Dumpie and I are currently embroiled in a row. It's my fault really - and due to a simple misunderstanding. It began in the kitchen when Dumpie gestured upwards toward a bulging jar of chocolate Easter eggs perched high up on a cupboard and demanded, "Nannie!" I outrightly refused,and we went back and forth for some time saying, "Nannie", "No", "Nannie", "No", etc. until I finally muttered "Like it or lump it..." which Dumpie misheard as 'blahblahblah...or crumpet'. Dumpie LOVES crumpets (especially when toasted with butter and melted cheese).
(And sorry - can I just interject here and say that I've never in my life used such an expression...I truly have no idea where that came from...???)
So anyway, for the next twenty minutes it has been "Crumpet!.....Crumpet!.....Crumpet!" and no matter what I say he remains convinced that I am not only cruelly withholding crumpets, but have reneged on such a tantalising prospect . He's currently glaring at me across the room, clad adorably in a navy blazer and giving me a lot of attitude.
The boys have spent the morning at a local greasy spoon, stuffing their faces on a Saturday morning fry up with eggs, beans, sausages and bacon, while I have been here at home nursing a sore mouth and battling a killer migraine.
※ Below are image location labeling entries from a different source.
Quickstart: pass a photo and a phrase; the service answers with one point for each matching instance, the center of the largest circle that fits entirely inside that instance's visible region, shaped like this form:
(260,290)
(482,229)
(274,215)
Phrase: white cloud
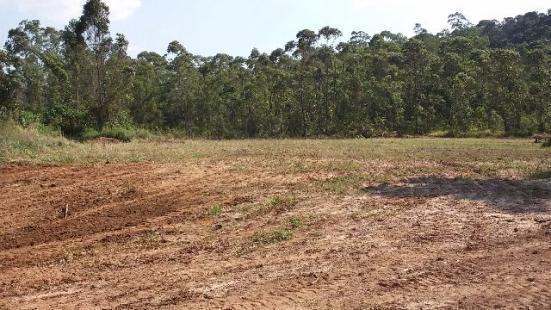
(63,10)
(401,15)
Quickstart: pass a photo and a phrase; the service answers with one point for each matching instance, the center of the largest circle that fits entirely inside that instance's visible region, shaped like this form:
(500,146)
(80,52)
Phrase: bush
(118,133)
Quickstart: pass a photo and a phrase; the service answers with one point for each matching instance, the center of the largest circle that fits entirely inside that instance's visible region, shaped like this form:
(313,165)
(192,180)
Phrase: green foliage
(117,133)
(272,236)
(490,79)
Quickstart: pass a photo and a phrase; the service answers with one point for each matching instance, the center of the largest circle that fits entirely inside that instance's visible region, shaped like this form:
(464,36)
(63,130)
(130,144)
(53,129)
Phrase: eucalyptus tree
(92,32)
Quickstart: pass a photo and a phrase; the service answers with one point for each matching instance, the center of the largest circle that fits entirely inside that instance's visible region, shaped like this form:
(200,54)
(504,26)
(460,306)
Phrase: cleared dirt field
(421,223)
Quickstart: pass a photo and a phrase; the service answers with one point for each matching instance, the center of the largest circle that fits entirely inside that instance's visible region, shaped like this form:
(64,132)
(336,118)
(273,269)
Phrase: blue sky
(207,27)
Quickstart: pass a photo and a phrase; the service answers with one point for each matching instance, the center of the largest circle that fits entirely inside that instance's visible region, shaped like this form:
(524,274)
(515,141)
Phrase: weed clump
(215,210)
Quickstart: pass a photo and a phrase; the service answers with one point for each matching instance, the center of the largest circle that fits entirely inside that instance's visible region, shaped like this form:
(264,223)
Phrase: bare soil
(141,236)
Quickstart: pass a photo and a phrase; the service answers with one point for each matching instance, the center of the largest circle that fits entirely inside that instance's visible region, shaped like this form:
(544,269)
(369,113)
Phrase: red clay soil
(140,236)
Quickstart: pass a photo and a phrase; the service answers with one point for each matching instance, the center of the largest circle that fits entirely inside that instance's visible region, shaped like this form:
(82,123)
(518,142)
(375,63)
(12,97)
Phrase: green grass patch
(272,236)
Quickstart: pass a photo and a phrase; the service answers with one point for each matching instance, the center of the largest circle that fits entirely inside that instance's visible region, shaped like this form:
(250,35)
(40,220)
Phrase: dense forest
(490,78)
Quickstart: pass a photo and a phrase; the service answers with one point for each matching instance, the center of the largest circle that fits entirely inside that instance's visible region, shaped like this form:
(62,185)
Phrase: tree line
(492,78)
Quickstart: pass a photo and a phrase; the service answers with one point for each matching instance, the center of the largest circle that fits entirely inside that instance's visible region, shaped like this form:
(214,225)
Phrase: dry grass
(349,162)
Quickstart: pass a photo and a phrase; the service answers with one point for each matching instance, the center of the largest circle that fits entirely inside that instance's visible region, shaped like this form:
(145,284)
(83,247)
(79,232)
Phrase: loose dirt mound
(211,235)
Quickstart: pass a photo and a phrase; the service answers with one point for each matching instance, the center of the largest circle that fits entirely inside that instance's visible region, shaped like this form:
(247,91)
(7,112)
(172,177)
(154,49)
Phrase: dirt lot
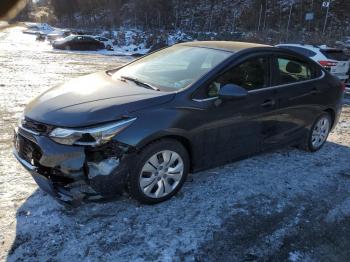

They have also charmingly come home with armloads of sticks and branches from the park, adding to their collection downstairs by the front door and endangering not only the hygiene of this home but my own personal safety. ( I can't tell you the number of times I've been caught in the crossfire of their latest dueling match or fencing competition this past week. I've suffered a fair few whacks to the head since this particular obsession for rudimentary weaponry recently took hold.)
This weekend we've been amusing ourselves by making recordings of Dumpie's latest vocabulary outpourings. Here's a few to add to the list:
"Pappa-Dee" (cup of tea)
"Oopsy-Doo-Dah" (literal translation...must have gotten that from me...oopsy!)
Also, though two and a half, Dumpie still shows no signs of being ready for toilet training. In fact it's quite the opposite. This morning he showed up at my bedside at some ungodly hour, did his usual grabbing me round the ears, shouting happily, "Wake Up Mama Waaaaake Uuuuuuup!!"
He then tossed a clean nappy, a packet of nappy bags and a package of wet wipes onto the bed, indicating that he would like to be changed. I kid you not.